Historically, institutional autonomy has been a core value of higher education. Virginia’s winning bid for the Amazon headquarters emphasized that collaboration is essential for innovation and for ensuring value and relevance. The package of state commitments included a new information technology center, the Virginia Tech Innovation Campus. Together, Northern Virginia Community Colleges, George Mason University (a regional college known for its best-in-class work graduating students for a diverse workforce), and Virginia Tech (a top research university) agreed to produce more than 35,000 new graduates with skill-aligned certificates, bachelor’s, and master’s degrees. Notably, Virginia was not the leading bidder on tax incentives or cost of living; its economic development agency and higher education collaborative pumped $1.1 billion into creating the strongest, skills-aligned workforce package, compared with those of other bidders.8

Economic mobility is a bedrock, cross-partisan, American value, and greater mobility can be the shared fruit of economically competitive states that harness the innovation economy. Americans want to believe their children can be better off than prior generations. Unfortunately, today most Americans are skeptical of that possibility. Anxiety about the job market and broad economic pessimism helps explain why 78 percent of Americans—the highest measured lack of confidence since 1990—are not confident about their children’s future (including their prospects of economic mobility).9

Economic mobility is most often measured by movement across income quintiles or what is more commonly understood as improving one’s economic status over the course of one’s lifetime. In particular, it is understood as adult children being better off economically than their parents. Research has shown incontrovertibly that in every income quintile, those with a college education more frequently exceeded their parents’ income than those without a college education.10

Yet, while there is a strong correlation between education and income, educational attainment varies dramatically at all levels by racial and ethnic groups. Blacks, Hispanics, Native Americans, and Pacific Islanders, for instance, have lower rates of educational attainment than their white and Asian peers,11 and these gaps are only growing.
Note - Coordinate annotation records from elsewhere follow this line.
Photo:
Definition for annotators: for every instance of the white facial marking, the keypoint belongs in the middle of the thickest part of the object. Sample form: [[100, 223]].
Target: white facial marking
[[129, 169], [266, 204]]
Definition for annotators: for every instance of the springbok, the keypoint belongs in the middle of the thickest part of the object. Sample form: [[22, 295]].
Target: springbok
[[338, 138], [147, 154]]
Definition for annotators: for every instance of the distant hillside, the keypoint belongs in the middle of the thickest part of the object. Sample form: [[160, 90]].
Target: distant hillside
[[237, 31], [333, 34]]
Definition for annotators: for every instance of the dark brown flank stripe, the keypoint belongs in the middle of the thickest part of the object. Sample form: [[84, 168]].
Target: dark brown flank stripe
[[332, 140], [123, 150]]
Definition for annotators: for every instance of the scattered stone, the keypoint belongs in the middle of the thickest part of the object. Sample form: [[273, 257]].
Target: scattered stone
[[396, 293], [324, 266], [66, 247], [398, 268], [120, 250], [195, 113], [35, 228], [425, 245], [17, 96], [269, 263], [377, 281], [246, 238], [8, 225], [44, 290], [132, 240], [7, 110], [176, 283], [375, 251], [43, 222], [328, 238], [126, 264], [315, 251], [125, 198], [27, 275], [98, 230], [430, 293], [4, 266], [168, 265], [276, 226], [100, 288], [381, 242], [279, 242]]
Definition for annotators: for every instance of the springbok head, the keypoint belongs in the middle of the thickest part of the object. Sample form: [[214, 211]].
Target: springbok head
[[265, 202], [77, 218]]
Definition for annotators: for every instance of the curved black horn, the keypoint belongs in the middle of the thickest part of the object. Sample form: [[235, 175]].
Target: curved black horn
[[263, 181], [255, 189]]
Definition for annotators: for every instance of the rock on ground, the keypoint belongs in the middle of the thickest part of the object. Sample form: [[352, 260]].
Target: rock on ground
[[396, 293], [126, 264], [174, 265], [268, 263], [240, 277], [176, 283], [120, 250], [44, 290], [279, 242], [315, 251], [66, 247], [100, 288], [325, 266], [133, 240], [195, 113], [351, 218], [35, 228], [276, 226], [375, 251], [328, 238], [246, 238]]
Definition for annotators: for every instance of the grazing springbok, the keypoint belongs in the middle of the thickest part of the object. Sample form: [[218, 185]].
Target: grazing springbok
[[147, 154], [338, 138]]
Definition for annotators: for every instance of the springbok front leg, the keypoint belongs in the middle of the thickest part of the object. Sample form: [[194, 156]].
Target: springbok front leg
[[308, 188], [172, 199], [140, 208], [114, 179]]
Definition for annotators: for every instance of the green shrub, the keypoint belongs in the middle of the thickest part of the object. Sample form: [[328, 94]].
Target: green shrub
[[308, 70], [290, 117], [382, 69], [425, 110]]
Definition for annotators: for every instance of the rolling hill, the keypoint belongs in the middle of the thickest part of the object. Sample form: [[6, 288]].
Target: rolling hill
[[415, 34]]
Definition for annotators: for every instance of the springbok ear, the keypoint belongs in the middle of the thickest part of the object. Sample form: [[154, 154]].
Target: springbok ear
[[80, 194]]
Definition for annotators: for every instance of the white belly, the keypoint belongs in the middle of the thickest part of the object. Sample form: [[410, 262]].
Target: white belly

Economic mobility for those with lower attainment lags as well, with the gap only growing between those with lower attainment and those in higher quintiles who are able to accumulate wealth for future generations. Unemployment rates for college graduates are consistently lower than for people who have never attended college.12 Moreover, when the data are disaggregated further, certain subgroups of male Asian American Pacific Islanders, such as Native Hawaiians, have experienced downward intergenerational economic mobility.13 These disparities in educational attainment across racial and ethnic groups, coupled with growing gaps in economic mobility, underscore the urgent need for focused interventions and policies to address these inequalities.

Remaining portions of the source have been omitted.